Jump to the '80s, and we come to another town that is rotten from its very foundation. Derry, Maine in IT looks okay until you start to peel away the facade of normalcy. Kids in Derry are terrorized on all sides, from bullies to abusive parents, but the real terror comes from the town’s awful history of letting children get taken by Pennywise (Bill Skarsgård) every 27 years. Georgie Denbrough (Jackson Robert Scott) is taken away at the beginning of the film and nearly a year later his brother Bill (Jaeden Lieberher) is the only one still doing anything about it. The rest of the town's adults are stuck in a sort of stupor of grief and resigned acceptance. Fed up with their lack of action, Bill and his friends actively work together to solve what happened even while being hounded by bully Henry Bowers (Nicholas Hamilton). The bullies, like Pennywise and his varied manifestations, pursue the kids with no reprieve as if the whole town is in on it. Bill and his “Losers Club” realize this has been going on within the town for centuries. When a community has, consciously or unconsciously, agreed that the fate of its children is of no concern, you can safely say the adults have utterly failed. So The Losers Club must oppose It themselves. This group is an escape, a way for them to bond over personal trauma and unite against what tries to break them down. Beverly is able to incapacitate her abusive father, Mike fights back against Henry Bowers, and as a group they are able to rescue each other and force It to retreat deep into the sewers. IT Chapter Two will see The Losers Club reform as adults to fight It again once and for all, but their strength is founded upon the actions they started as kids.

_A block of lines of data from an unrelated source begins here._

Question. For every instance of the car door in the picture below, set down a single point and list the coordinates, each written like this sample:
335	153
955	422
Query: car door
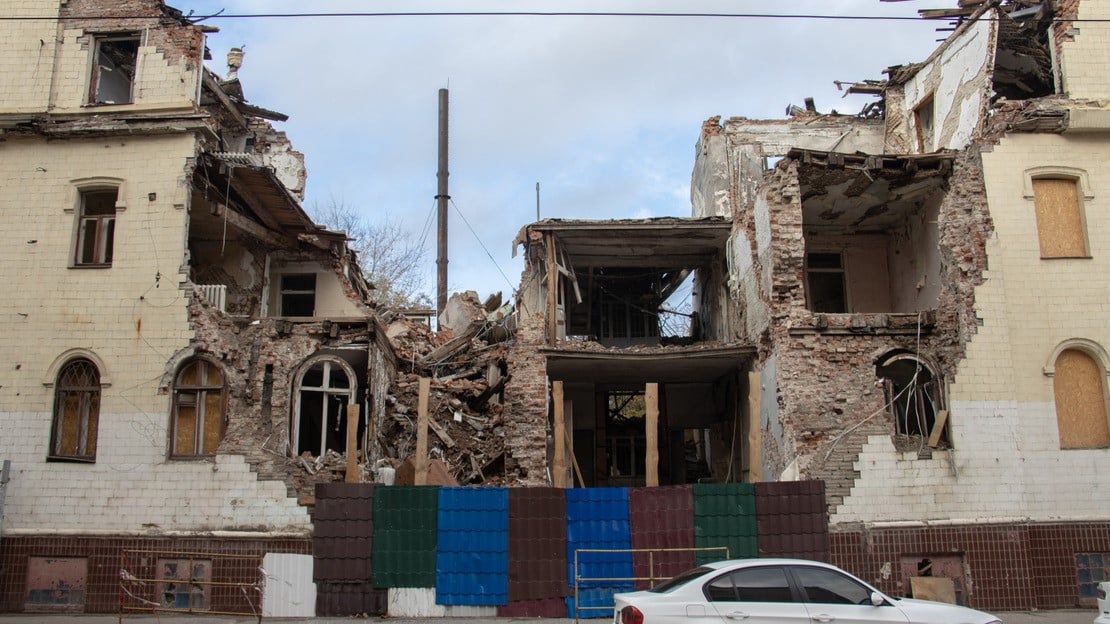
831	595
759	594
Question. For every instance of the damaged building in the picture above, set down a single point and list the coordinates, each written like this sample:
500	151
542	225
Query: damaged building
905	303
184	346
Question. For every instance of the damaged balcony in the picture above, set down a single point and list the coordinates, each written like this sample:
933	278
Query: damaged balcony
254	252
871	261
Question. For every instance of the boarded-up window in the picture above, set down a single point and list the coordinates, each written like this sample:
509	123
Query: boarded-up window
77	412
198	409
1080	401
1059	218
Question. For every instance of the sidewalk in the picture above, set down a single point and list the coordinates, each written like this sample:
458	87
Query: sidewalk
1066	616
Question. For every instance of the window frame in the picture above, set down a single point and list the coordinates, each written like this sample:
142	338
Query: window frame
96	67
283	291
200	392
843	271
90	398
330	363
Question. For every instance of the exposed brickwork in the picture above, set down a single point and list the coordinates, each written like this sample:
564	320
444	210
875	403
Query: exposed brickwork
1009	566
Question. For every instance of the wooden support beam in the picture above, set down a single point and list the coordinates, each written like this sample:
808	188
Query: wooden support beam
755	431
938	428
420	462
558	462
652	434
353	475
552	291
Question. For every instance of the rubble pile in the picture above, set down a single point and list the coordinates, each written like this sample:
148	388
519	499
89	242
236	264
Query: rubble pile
465	362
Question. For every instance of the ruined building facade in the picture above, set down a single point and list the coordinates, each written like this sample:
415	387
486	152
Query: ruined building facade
177	331
908	303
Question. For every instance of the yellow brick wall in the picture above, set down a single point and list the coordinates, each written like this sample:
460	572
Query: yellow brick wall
131	314
27	54
1086	61
1029	305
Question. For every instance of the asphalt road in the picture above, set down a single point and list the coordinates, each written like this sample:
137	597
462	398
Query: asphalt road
1068	616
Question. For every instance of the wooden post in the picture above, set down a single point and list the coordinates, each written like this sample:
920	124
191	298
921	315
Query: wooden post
421	461
552	291
558	462
652	434
352	475
755	428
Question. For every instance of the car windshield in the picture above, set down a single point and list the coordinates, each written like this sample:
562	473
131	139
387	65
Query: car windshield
680	580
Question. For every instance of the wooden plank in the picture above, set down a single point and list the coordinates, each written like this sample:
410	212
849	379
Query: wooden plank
938	428
441	433
552	285
574	461
353	474
420	461
558	462
755	430
652	434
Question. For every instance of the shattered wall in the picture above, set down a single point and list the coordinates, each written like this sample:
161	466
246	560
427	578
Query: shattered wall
170	54
958	82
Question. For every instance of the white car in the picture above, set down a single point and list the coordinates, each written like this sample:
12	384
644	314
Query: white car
779	591
1103	616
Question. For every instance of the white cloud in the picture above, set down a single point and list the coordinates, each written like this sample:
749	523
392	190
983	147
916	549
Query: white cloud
604	112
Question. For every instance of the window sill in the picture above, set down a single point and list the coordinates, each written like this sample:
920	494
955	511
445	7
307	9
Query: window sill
870	323
71	460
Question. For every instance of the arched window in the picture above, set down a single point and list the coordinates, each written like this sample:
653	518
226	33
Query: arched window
323	391
914	394
198	410
1079	385
77	412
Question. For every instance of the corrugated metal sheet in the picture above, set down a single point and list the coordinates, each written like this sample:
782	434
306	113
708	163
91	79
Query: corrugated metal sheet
404	536
661	517
472	557
544	607
793	520
597	519
289	591
537	545
342	542
342	600
725	515
414	602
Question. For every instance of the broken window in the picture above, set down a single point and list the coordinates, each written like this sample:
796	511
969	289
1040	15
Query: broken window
1059	218
96	228
184	584
915	398
299	294
113	70
825	281
198	410
625	436
77	412
870	230
924	124
1080	401
325	389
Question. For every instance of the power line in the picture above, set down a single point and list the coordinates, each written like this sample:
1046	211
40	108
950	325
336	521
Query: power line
195	19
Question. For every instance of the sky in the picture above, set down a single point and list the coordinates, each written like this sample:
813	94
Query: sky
603	112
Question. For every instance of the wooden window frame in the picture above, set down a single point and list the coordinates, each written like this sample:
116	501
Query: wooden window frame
199	392
88	414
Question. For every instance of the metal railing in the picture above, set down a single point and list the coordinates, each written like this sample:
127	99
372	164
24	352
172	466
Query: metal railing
139	593
652	577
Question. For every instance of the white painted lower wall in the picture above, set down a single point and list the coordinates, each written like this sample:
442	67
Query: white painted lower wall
132	487
1007	464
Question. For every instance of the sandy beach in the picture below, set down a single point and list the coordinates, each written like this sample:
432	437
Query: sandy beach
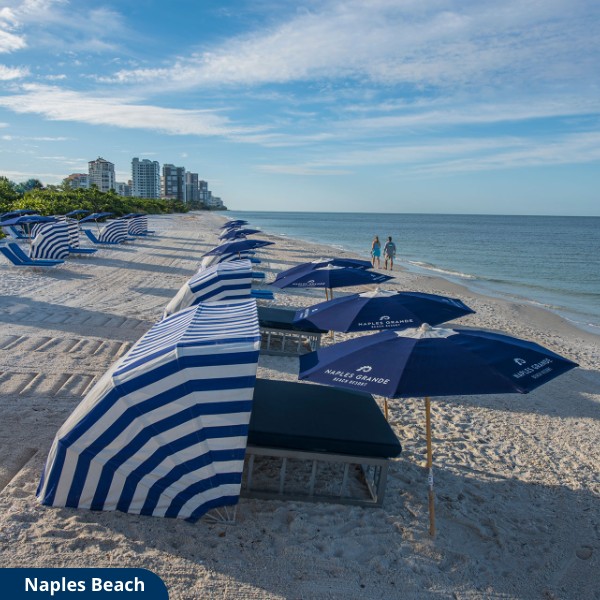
517	476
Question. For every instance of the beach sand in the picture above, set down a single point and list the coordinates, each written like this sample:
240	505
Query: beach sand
517	476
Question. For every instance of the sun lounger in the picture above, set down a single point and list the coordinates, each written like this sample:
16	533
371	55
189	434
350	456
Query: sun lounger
73	250
95	240
329	444
17	233
262	294
20	259
280	336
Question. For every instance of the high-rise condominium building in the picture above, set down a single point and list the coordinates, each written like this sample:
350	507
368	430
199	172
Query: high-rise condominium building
78	180
174	182
192	192
102	174
145	176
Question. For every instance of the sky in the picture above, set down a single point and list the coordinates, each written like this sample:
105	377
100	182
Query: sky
427	106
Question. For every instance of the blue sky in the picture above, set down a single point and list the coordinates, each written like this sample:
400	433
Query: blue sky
451	106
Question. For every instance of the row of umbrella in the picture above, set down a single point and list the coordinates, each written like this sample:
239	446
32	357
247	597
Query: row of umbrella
409	357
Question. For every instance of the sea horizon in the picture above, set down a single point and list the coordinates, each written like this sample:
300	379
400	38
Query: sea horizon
550	261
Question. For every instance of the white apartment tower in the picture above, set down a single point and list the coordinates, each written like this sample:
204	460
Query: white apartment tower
192	192
174	182
145	176
102	174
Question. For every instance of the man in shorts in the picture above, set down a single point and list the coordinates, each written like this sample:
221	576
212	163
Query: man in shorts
389	252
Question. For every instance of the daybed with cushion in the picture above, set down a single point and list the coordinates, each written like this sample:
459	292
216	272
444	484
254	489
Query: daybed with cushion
281	336
317	443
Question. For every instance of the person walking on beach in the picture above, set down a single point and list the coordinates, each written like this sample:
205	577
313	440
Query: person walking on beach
389	251
376	252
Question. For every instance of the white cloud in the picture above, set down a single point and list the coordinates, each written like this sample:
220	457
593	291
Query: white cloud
442	156
9	73
442	43
64	105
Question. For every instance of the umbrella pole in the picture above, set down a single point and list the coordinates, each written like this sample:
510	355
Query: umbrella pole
430	467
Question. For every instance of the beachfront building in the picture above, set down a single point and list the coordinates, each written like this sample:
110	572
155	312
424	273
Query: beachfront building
145	178
215	203
102	174
78	181
203	192
192	191
173	183
123	189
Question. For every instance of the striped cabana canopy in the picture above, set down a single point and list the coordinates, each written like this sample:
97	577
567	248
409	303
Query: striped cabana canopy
214	259
138	225
114	231
224	281
51	240
164	431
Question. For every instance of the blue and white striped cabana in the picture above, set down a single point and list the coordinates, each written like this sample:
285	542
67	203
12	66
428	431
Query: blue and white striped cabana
164	431
51	241
215	259
114	231
138	225
230	280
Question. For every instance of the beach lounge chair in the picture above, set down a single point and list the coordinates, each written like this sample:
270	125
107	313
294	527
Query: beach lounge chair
73	229
17	233
19	259
280	336
163	431
262	294
89	233
331	445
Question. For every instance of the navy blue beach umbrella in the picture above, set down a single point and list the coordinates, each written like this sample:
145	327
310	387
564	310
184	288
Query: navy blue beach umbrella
95	217
429	361
329	277
382	309
233	233
354	263
234	223
16	213
238	246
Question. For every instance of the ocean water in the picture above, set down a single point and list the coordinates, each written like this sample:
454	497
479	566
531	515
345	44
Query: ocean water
549	261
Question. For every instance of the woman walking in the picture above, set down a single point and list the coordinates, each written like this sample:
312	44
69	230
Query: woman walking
376	252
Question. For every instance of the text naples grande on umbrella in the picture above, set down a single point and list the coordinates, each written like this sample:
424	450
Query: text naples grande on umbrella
429	361
382	309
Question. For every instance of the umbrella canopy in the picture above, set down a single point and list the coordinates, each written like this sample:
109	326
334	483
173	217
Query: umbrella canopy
323	262
230	280
237	246
382	309
28	220
95	217
430	361
230	233
164	431
234	223
16	213
434	362
329	277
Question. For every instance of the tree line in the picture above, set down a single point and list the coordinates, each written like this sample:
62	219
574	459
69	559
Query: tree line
61	199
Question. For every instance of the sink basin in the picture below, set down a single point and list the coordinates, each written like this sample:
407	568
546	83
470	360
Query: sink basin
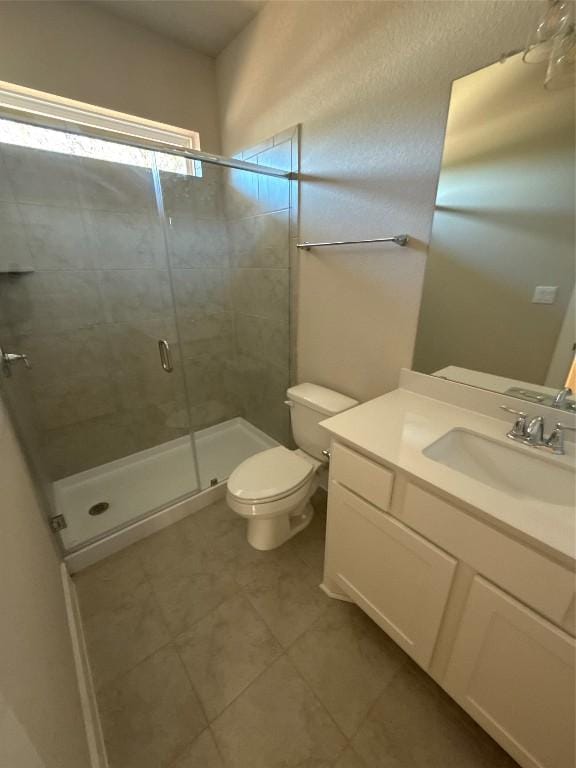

The youth of today get their chance to fight as well, with the throwback adventure film The Kid Who Would Be King. This film is maybe the most explicit about the responsibilities falling on the shoulders of children. It starts with the unrest of Brexit (unnamed), and the general global geo-political climate being directly responsible for giving rise to the evil witch Morgana (Rebecca Ferguson). She feeds off of the world’s despair and fragmentation, the world’s headlines acting as a delicious five-course meal every day. When young Alex (Louis Serkis) pulls out Excalibur, Merlin (Angus Imrie) shows up to inform him that he and every kid he knights are now faced with defeating Morgana and her undead army, and in four days time. Alex has to gather his Knights Of The Round Table, like Arthur before him, even when no one takes him seriously. Everyone not knighted, including all adults, are completely unaffected when night falls and the undead attack, sparing them from action and also keeping them oblivious to the dangers facing them all. It is a shame that this film fared so poorly at the box office, but it is apropos since it directly addresses how no one ever wants to heed warnings from younger generations. So much of the runtime is spent with Alex pleading his case to those who don’t care or won’t bother to listen. Only when his friends and family take the time to pay attention are they able to work together successfully to defeat Morgana. Merlin, in his infinite wisdom, even appears as a teenager himself to talk to the kids on their level. The Kid Who Would Be King is absolutely unabashed about its feelings on teamwork, chivalry, and honesty, giving a big rebuke to cynicism. This film fully believes in the power of the youngest generation to enact change despite whatever odds they may face.

Children are constantly asked to accomplish way more than what should be expected of them. No kids should have to confront nightmare creatures, shape-shifting demon clowns, or evil witch armies, but they will if they have to! And while adults argue and bicker over who is responsible for what, the kids of today will be the ones to take the action necessary for the future.